While I entered the classroom with my own plan for the course’s trajectory, the students truly shaped the final version of the course. Not only did their frequent questions, concerns, and curiosity shape the course of lectures day-to-day, but their clear interest in certain topics also pushed me to amend the syllabus to accommodate their keen interests. Despite discussing challenging topics such as sex work, abortion, citizenship rights, and slavery, the students were always respectful of the historical subjects they were studying as well as each other. It was incredibly rewarding to watch students who professed their own anxieties about studying the premodern world in Week 1 draw connections in Week 10 that myself and other academics in the field have missed! The students were not merely passive recipients of knowledge, but active co-collaborators responsible for maintaining an inquisitive classroom environment.

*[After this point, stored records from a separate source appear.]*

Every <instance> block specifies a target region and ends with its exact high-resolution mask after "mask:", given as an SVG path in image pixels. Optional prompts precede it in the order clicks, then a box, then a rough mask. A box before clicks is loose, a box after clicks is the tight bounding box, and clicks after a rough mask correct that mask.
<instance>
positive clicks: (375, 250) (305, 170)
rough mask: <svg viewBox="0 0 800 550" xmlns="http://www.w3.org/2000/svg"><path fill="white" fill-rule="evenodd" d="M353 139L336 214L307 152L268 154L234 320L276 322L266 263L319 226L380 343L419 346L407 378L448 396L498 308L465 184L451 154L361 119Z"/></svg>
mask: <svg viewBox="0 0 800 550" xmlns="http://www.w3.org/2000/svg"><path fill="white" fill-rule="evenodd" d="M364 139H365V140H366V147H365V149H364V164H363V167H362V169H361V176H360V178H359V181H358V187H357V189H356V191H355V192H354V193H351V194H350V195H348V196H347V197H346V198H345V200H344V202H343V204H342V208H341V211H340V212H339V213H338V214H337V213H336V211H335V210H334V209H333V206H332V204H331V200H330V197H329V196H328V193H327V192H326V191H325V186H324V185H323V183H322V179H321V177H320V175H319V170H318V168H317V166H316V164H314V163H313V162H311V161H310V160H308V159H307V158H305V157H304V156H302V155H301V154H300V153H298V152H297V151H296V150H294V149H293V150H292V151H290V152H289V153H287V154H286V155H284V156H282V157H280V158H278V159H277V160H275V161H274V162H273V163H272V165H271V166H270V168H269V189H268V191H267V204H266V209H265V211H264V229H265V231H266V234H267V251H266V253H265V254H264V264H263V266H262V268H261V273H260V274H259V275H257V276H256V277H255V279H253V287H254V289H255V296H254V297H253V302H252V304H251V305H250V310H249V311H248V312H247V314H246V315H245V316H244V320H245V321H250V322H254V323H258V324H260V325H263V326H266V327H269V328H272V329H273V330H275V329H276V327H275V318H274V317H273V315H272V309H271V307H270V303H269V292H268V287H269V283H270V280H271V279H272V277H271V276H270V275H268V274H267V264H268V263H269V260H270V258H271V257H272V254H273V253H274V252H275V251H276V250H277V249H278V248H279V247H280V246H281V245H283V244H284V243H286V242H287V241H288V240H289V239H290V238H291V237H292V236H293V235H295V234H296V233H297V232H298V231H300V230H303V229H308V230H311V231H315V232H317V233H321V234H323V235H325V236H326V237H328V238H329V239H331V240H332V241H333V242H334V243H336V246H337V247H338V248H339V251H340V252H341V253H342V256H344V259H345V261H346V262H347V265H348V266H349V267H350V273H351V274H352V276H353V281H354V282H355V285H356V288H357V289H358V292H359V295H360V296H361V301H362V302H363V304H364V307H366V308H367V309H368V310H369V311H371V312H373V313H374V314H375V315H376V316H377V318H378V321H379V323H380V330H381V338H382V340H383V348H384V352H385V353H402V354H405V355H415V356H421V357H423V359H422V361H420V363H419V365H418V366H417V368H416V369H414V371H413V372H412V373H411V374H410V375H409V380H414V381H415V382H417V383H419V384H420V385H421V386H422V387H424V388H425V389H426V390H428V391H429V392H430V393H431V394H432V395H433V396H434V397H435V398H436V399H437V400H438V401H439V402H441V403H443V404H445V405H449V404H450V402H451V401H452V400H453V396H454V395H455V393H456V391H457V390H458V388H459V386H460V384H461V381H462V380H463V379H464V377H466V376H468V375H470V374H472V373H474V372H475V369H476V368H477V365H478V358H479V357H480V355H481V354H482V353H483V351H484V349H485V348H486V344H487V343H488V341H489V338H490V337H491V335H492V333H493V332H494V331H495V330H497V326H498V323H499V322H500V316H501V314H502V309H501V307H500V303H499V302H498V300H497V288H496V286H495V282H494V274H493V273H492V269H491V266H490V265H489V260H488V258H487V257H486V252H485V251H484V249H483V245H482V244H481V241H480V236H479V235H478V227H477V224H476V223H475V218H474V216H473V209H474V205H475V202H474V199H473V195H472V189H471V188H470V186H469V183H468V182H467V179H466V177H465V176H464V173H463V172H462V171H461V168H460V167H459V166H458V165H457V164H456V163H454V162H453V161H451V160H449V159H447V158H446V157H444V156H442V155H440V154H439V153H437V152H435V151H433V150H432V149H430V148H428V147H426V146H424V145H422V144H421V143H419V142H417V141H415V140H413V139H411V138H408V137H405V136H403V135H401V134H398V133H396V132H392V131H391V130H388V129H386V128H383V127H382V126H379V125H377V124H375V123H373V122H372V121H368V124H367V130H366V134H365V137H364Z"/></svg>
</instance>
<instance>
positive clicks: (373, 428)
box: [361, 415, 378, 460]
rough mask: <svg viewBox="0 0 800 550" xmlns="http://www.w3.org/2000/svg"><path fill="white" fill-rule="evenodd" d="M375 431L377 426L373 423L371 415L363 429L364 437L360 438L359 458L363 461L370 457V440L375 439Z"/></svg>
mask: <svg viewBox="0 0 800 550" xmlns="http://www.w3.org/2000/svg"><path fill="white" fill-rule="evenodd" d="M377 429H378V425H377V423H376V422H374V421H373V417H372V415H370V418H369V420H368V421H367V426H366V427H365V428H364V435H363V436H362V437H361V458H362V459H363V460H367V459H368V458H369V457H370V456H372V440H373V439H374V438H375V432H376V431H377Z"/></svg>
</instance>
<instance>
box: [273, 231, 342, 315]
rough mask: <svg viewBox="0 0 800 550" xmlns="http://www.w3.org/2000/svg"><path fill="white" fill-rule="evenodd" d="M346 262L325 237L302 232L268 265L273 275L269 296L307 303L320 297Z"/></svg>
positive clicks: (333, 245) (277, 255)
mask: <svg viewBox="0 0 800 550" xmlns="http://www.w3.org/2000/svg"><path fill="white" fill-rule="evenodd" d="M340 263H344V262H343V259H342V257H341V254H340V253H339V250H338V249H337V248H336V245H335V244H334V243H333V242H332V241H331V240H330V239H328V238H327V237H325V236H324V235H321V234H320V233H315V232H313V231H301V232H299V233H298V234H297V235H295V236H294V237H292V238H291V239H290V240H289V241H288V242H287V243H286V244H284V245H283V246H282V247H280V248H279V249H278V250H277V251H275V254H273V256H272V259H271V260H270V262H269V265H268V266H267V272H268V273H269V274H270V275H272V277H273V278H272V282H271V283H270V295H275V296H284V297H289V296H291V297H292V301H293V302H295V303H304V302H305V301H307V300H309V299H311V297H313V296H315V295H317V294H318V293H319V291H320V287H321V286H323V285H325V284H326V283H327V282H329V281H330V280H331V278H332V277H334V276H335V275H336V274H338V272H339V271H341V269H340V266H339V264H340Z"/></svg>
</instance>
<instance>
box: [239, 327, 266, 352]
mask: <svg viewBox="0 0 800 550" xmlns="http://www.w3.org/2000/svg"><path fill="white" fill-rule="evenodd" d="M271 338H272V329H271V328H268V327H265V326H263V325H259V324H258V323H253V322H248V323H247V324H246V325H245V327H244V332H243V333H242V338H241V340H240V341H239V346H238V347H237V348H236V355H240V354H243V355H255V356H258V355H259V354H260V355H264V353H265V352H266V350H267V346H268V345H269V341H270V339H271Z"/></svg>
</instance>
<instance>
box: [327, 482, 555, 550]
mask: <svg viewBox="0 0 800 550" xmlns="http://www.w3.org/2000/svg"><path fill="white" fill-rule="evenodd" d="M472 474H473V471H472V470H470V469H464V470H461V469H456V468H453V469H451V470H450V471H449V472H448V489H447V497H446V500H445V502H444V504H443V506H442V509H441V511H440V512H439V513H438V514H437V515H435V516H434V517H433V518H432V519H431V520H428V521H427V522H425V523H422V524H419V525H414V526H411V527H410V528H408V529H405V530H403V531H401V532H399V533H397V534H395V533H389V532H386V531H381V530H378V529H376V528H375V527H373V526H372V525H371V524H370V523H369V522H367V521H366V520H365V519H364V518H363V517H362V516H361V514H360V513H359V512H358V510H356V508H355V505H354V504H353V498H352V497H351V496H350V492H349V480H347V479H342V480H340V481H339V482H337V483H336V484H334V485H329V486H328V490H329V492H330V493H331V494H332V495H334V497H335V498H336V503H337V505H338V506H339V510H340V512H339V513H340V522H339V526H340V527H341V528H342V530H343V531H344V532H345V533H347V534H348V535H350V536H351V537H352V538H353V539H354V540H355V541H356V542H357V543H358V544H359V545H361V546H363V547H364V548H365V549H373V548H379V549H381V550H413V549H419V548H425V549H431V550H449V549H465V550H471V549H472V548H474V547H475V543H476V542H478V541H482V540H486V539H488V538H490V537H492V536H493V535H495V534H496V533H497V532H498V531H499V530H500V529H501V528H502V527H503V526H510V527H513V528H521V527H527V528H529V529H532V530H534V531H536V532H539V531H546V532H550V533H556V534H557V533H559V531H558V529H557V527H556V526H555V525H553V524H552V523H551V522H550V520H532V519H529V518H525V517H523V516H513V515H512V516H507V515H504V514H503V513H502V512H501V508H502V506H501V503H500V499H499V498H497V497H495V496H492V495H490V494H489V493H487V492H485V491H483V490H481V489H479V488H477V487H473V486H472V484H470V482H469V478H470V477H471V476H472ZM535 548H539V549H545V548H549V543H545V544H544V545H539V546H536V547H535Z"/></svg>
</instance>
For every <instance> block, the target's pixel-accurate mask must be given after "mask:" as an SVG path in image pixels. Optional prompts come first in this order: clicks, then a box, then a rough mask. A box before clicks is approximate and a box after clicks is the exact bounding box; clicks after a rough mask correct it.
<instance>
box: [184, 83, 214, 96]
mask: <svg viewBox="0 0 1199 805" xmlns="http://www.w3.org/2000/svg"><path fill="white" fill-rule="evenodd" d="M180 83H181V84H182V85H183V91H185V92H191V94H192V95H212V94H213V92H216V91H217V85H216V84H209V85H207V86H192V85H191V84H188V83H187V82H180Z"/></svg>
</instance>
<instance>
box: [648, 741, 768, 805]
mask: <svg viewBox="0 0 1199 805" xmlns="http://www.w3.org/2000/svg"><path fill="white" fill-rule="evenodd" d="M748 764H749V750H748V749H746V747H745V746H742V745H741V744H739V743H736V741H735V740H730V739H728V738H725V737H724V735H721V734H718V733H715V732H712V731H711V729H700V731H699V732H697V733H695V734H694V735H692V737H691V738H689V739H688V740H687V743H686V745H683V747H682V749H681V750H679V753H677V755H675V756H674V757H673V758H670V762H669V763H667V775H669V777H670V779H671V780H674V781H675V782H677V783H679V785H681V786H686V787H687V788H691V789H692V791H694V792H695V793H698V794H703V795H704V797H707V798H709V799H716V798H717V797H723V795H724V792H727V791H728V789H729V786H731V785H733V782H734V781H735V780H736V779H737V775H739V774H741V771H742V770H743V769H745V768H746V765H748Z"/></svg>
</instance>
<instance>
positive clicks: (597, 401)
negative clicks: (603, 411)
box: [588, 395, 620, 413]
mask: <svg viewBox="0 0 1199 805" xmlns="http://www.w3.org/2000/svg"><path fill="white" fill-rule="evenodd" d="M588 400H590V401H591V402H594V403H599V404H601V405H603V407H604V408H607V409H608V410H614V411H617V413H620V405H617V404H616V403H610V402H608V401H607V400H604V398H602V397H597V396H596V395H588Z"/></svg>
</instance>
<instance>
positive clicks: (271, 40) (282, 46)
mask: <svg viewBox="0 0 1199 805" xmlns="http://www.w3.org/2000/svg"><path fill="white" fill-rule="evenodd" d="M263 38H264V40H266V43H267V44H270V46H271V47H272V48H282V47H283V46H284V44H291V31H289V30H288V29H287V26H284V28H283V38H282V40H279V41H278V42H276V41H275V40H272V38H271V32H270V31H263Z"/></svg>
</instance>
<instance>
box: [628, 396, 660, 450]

The course was a resounding success. Despite the course running in a tumultuous societal environment, the students were always excited to engage with the day’s material. In fact, for the work of this class I was the recipient of the History Department’s 2024-2025 Award for Excellence in Teaching, given in recognition of outstanding teaching of undergrads. I am immensely grateful for the Mosse Program and the Mosse Teaching Fellowship donors for giving me this opportunity to grow as a researcher, a teacher, and most importantly, as a person.
Tiffany VanWinkoop is a PhD Candidate in the Department of History at the University of Wisconsin-Madison. She has a Bachelor of Science in Health Sciences and an M.A. in History at Simon Fraser University (Canada). Her research focuses on gender, sex, and sexuality in the Medieval Roman Empire (Byzantium) and spans a variety of topics situated in the court of Constantine VII Porphyrogennetos (r. 913-959). In the Spring of 2025, with support of the Mosse Teaching Fellowship, Tiffany offered an ambitious survey course on women, sex, and power in the expansive Mediterranean World spanning from 400 BCE to approximately 1200CE.